La liberté de conscience, garante de toutes les libertés religieuses,
présuppose en effet que les êtres humains sont libres de choisir leurs
croyances. Or la plupart des religions ont bâti leurs empires précisément sur
l'embrigadement précoce d'individus trop jeunes pour disposer de cette liberté.

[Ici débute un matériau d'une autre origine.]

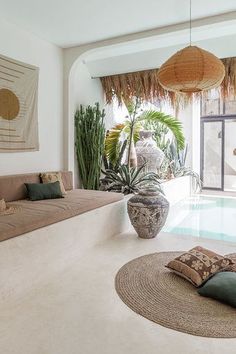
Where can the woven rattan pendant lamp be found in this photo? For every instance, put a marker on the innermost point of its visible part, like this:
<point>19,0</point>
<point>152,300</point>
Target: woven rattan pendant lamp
<point>191,69</point>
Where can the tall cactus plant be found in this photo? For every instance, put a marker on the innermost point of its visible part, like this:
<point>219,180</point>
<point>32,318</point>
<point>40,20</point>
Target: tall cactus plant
<point>89,144</point>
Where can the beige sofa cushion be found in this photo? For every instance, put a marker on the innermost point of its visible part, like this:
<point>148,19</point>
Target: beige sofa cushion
<point>34,215</point>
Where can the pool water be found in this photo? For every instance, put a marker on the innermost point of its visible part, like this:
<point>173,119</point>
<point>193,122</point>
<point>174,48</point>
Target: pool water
<point>204,217</point>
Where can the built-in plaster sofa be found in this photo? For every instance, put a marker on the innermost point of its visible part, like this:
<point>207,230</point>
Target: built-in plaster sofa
<point>53,235</point>
<point>37,214</point>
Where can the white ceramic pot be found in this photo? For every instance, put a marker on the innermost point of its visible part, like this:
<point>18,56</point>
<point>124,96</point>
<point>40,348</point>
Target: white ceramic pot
<point>147,151</point>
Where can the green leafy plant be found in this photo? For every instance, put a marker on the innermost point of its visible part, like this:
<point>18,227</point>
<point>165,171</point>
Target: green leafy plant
<point>174,166</point>
<point>89,144</point>
<point>137,120</point>
<point>128,179</point>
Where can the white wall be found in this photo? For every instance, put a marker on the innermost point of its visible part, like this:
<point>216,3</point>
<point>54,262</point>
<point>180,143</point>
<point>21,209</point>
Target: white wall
<point>21,45</point>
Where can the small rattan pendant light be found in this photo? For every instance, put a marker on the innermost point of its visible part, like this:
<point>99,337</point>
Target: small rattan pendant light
<point>191,69</point>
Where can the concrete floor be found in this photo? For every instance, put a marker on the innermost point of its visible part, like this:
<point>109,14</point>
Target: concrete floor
<point>79,311</point>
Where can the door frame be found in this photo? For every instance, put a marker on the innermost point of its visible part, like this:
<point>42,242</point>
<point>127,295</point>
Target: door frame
<point>209,120</point>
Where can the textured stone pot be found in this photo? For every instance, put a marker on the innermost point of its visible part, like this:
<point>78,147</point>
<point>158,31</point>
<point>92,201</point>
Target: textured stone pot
<point>147,151</point>
<point>148,211</point>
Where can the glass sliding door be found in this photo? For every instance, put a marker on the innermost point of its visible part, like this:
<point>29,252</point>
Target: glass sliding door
<point>230,155</point>
<point>212,153</point>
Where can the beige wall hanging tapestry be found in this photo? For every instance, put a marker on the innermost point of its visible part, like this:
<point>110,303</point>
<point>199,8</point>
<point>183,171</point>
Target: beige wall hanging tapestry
<point>18,106</point>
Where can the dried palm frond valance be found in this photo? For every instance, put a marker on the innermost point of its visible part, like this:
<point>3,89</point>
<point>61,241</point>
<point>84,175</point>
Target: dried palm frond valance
<point>145,85</point>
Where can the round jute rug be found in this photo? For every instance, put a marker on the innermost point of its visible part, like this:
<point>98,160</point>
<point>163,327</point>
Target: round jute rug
<point>154,292</point>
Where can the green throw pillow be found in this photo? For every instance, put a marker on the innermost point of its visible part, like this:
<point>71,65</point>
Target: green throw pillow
<point>221,287</point>
<point>40,191</point>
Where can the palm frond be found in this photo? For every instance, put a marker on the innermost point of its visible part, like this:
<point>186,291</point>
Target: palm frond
<point>113,144</point>
<point>173,124</point>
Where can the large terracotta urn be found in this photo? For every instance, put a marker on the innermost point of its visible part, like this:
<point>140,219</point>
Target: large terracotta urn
<point>148,152</point>
<point>148,211</point>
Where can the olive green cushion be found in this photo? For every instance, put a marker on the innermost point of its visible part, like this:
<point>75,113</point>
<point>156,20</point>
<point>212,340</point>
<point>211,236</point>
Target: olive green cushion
<point>40,191</point>
<point>221,287</point>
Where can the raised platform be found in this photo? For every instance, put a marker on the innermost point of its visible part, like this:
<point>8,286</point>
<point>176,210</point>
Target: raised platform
<point>34,258</point>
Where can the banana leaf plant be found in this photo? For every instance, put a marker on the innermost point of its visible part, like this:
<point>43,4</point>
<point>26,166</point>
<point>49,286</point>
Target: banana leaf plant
<point>128,180</point>
<point>174,165</point>
<point>136,121</point>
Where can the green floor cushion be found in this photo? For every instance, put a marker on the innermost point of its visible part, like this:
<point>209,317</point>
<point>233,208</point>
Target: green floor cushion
<point>221,287</point>
<point>40,191</point>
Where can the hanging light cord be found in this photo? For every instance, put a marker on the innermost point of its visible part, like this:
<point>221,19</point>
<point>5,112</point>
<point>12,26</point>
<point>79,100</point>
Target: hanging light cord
<point>190,22</point>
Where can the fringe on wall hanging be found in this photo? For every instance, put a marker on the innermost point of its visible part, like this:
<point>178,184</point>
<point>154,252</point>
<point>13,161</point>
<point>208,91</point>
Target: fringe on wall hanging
<point>145,85</point>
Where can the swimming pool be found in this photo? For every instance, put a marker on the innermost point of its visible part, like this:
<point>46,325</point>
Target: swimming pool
<point>204,217</point>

Et elles tiennent plus que tout à ce pouvoir, si l'on en croit les réactions de
toutes les autorités religieuses (y compris chrétiennes, bien qu'a priori non
concernées) au jugement allemand, ou
si l'on en croit la résistance de l'église catholique aux demandes croissantes
de débaptisation.
Ainsi, comme le reconnaît le rabbin David Meyer, il y a un conflit franc
et massif entre la Charte des droits fondamentaux de l'Union
Européenne et le modus operandi des religions. Il choisit de résoudre ce
conflit en mettant en cause la première, au motif qu'il est des choses qu'on ne
choisit pas, et qu'en particulier on ne choisirait pas d'être juif. Cette
affirmation présuppose que le judaïsme est une propriété consubstantielle de
l'individu, à l'instar de son ethnie ou de son groupe sanguin. Mais, s'il est
vrai qu'on ne choisit pas son ethnie ou son groupe sanguin, il s'agit là de
propriétés naturelles de l'individu qui ne sont en aucun cas imposées par
d'autres personnes. Le judaïsme, lui, n'est pas une propriété naturelle, et la
conception ethnique du judaïsme est au mieux une idéalisation. Le judaïsme, comme la
plupart des autres religions, est ouvert depuis des millénaires aux conversions
venant de toutes les ethnies. Puisqu'il est possible de choisir une religion, judaïsme ou autre, en toute
liberté et en pleine connaissance de cause, il n'y a aucune excuse pour que ce
ne soit pas systématiquement et obligatoirement le cas. La liberté de
religion n'est pas la liberté d'imposer sa religion aux autres, fussent-ils ses
propres enfants.
Le baptême (et ses avatars dans d'autres religions), s'il peut paraître
bien anodin, pose problème en tant que premier acte d'une longue série de rites
d'appartenance et d'étapes d'endoctrinement. Il accrédite l'idée qu'il est
normal que de jeunes enfants héritent automatiquement et sans leur consentement
de la religion de leurs parents. Par ailleurs le baptême n'est pas juste une
cérémonie privée impliquant uniquement le libre choix des parents, c'est une
initiation officielle pratiquée par des autorités religieuses dont les
motivations profondes peuvent être très éloignées de celles des parents, et qui
l'utilisent pour s'assurer un endoctrinement et un recrutement optimal de la
génération suivante. Le principe même du baptême étant donc en contradiction
patente avec la liberté de conscience, il faut y renoncer. Au-delà du baptême
et de la circoncision, ce sont toutes les formes d'endoctrinement et
d'initiation précoces qui sont à bannir: catéchisme, professions de foi,
communions…
La France s'honorerait en garantissant à tous ses enfants la liberté de
conscience, liberté qui leur est déjà acquise en droit mais qui a été
systématiquement bafouée jusqu'à présent. Il est donc temps d'envisager
sérieusement d'interdire tous les rites impliquant l'appartenance d'enfants à
une religion et toutes les formes d'endoctrinement religieux, soit jusqu'à
l'âge de leur majorité civile, soit jusqu'à l'âge d'une majorité religieuse qui
serait à définir par le législateur, mais dont on comprendrait mal qu'il puisse
être inférieur à celui de la majorité sexuelle.